Die Auswanderungswelle der Meeburger nach dem Regierungsumsturz 1989
1989 war das Jahr der großen Änderungen in der Politik der Ostblockstaaten ... die Straßenschlachten konnten in Direktübertragung im 1. rumänischen Fernsehprogramm verfolgt werden. In Meeburg (in dem Gebiet Reps) kam es nicht zu schwierigen Auseinandersetzungen … Anfang 1990 wurden dann die Grenzen für die Hilfsgüter aus dem Ausland geöffnet. Auch die Familien, die jahrelang vergebens auf die Ausreise zu ihren Angehörigen in den Westen gewartet hatten, konnten endlich aussiedeln … Nachdem im Mai 1990 eine neue Regierung in Bukarest installiert wurde … also nachdem die Meeburger Sachsen wie eigentlich fast alle Rumäniendeutschen vergebens auf eine tiefgreifende politische Änderung gehofft hatten - geriet auch die Meeburger Auswanderungswelle ins Rollen.

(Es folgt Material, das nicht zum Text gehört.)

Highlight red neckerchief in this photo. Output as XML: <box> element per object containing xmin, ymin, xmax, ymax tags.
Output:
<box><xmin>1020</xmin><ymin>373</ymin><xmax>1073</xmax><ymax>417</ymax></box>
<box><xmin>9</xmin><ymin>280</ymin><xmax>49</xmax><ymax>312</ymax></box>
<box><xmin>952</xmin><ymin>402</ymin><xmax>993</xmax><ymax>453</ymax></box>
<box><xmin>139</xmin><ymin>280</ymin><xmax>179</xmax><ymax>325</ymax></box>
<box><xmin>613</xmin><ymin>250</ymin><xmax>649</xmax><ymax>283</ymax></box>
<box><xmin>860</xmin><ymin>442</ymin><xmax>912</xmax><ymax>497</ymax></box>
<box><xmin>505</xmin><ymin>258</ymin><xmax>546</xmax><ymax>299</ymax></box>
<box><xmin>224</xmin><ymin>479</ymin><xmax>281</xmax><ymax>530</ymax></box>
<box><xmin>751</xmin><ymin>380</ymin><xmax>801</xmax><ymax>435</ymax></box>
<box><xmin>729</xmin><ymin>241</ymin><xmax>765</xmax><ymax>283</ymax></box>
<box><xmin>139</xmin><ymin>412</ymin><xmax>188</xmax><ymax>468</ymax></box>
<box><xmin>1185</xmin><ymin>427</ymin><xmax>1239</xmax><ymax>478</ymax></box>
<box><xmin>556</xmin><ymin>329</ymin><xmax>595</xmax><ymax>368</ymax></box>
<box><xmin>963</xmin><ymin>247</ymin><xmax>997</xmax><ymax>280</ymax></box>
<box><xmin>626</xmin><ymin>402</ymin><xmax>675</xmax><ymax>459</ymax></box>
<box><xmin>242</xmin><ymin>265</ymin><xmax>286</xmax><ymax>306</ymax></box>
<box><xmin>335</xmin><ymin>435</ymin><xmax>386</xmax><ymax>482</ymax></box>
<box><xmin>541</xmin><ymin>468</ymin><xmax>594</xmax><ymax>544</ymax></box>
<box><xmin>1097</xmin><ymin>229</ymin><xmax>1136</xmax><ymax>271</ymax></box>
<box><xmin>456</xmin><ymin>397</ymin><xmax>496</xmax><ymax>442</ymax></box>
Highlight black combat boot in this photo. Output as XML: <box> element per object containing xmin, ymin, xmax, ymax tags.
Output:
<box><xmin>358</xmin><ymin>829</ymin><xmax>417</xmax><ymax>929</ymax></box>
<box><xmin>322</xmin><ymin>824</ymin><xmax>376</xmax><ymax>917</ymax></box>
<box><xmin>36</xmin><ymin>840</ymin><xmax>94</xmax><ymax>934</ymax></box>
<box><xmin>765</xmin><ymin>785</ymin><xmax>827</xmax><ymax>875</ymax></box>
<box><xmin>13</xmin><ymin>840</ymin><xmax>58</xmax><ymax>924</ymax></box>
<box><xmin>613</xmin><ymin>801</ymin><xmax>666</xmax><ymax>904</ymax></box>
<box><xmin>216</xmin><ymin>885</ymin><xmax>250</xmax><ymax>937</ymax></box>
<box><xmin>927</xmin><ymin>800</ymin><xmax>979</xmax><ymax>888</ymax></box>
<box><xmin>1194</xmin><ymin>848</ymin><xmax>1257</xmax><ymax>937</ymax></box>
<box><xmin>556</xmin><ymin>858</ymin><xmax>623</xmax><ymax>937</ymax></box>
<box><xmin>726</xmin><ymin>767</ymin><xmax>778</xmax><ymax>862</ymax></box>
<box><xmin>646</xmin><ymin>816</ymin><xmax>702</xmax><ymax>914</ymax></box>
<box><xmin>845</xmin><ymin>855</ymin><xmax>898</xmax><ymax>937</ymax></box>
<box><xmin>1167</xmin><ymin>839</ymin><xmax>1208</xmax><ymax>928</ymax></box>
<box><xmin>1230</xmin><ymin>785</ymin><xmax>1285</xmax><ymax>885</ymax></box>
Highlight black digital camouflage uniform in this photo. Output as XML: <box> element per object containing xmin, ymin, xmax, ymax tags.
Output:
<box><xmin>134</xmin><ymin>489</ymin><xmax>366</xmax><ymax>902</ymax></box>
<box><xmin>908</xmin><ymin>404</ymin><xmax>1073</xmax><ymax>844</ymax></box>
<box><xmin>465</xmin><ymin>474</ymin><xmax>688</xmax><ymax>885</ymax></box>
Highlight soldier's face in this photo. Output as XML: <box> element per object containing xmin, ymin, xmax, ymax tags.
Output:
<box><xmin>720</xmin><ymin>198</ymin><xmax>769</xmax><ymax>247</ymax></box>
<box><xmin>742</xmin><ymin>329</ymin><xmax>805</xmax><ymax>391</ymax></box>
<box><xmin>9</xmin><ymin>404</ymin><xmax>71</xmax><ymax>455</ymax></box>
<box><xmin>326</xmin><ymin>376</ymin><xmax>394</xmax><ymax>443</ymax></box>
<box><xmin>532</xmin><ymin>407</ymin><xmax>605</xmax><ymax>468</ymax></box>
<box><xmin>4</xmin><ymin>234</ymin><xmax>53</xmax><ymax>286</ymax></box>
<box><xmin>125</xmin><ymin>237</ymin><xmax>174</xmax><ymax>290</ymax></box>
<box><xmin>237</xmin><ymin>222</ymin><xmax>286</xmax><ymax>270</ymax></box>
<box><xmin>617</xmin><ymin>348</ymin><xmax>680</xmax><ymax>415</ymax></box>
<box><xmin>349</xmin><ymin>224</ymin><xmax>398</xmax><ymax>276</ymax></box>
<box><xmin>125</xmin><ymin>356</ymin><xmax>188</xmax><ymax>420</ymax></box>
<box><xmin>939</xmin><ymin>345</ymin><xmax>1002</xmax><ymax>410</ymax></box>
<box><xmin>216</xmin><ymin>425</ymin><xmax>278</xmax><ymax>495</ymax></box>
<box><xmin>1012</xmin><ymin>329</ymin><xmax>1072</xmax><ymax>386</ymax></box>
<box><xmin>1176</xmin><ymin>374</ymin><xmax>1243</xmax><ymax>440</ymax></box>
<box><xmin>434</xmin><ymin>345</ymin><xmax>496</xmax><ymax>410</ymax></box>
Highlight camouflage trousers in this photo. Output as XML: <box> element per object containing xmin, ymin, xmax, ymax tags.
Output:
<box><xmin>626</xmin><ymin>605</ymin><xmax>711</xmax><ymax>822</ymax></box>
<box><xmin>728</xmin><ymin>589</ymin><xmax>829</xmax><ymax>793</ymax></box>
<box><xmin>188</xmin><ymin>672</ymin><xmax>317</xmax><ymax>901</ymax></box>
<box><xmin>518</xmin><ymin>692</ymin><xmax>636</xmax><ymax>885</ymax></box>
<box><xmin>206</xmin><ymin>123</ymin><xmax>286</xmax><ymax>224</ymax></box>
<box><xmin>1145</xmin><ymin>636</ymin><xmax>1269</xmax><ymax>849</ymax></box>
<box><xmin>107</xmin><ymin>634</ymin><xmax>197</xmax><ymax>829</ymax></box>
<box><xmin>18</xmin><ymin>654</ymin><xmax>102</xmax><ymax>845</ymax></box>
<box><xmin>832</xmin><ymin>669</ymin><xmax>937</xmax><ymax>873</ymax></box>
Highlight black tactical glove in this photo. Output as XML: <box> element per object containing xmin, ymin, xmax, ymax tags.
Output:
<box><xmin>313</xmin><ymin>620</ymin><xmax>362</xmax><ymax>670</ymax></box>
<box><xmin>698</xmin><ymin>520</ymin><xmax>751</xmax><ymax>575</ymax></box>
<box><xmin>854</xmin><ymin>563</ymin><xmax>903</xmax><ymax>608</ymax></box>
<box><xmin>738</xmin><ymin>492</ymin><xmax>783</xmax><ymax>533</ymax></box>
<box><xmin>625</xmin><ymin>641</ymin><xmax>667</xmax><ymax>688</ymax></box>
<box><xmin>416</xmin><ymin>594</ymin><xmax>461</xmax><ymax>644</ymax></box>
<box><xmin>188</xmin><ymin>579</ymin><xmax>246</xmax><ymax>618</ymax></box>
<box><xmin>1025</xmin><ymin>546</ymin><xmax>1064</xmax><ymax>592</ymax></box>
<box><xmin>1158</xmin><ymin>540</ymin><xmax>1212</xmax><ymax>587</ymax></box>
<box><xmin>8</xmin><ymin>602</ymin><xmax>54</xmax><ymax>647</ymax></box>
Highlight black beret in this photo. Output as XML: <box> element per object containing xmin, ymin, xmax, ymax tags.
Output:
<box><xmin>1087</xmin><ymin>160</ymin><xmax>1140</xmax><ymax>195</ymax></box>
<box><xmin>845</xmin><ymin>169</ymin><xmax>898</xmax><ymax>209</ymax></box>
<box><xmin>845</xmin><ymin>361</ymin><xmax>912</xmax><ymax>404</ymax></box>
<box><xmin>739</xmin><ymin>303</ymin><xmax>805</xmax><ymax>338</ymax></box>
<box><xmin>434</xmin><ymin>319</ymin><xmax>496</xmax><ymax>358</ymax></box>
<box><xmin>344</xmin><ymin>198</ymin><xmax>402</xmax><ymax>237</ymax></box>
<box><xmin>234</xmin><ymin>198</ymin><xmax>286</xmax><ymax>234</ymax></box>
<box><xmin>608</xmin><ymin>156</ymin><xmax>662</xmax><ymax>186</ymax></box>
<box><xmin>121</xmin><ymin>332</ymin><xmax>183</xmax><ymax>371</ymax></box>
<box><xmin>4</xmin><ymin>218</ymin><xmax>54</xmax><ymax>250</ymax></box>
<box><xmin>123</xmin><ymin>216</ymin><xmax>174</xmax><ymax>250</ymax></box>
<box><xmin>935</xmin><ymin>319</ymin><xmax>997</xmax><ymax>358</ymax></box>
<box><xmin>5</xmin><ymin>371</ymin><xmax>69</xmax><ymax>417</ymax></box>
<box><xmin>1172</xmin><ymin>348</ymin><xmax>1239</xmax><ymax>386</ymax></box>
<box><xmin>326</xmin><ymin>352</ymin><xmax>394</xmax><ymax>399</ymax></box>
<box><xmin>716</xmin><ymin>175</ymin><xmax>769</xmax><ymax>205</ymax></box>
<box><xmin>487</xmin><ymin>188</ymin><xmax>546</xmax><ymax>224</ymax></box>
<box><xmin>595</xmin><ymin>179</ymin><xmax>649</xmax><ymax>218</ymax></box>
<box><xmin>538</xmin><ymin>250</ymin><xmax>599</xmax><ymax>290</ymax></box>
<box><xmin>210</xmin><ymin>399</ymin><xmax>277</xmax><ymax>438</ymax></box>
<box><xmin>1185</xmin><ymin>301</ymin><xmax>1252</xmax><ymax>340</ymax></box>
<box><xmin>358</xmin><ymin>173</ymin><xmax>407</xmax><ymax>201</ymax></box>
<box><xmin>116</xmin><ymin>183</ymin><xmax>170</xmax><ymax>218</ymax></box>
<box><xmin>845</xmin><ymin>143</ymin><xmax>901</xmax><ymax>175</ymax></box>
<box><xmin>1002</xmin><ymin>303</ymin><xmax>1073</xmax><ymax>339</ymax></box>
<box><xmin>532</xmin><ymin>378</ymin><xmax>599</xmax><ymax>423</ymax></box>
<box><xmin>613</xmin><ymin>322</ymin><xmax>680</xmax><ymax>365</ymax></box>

(Auf den ersten Aussiedlungsantrag erhielten die Aussiedlungswilligen die sogenannten "großen Formulare", also einen ersten Bewilligungsbescheid, das Zeichen ihrer baldigen Ausreise. Nun zimmerten sie sich die Kisten aus Sperrplatte für ihre Ausreise zusammen, wohin sie ihre wertvollen Sachen wie Kristallgegenstände, Doppelbodengeschirr, Kleidungs- und Trachtenstücke u. a. einpackten und für den sogenannten "großen Zoll" vorbereiteten … Komischerweise konnte die Leichtindustrie auch die Nachfrage an Reisekoffern nicht bewältigen, so daß manche Meeburger in die äußersten Ecken Rumäniens fuhren, um doch mit einem Köfferchen wie ein Schulranzen oder wiederum mit einem großen Koffer wie eine siebenbürgische Hochzeitstruhe nach Hause zu kommen, so daß ihn vollbepackt nur ein ganz starker Mann kaum hochheben konnte - zum Thema Koffermangel wurden sogar komische Sendungen im rumänischen Fernsehen ausgestrahlt … Die Häuser übernahm nicht mehr der Staat gegen einen pauschalen Betrag wie vor dem Umsturz - die Siebenbürger Sachsen mussten sie einfach zurücklassen. Viele nun unbrauchbaren Gegenstände, die man zum Teil seit Generationen aufgehoben hatte, wurden einfach verschenkt, oder man lies sie einfach da zurück … Vor der Abreise einer jeden Familie begleitete fast die ganze Gemeinde sowie Bekannte aus der Umgebung die Wegziehenden zum Bahnhof - dieser Abschied von der Gemeinde wurde so eigentlich zu einer Tradition wie ein Hochzeitszug oder ein Begräbnis. Der jungen Generation fiel der Abschied leicht, weil sie an Trennungen von der Heimatgemeinde gewöhnt war. Die Älteren, die den letzten Krieg und die Verschleppung in die Sowjetunion miterlebt hatten, erkannten jedoch die richtige Bedeutung dieses endgültigen Abschieds.)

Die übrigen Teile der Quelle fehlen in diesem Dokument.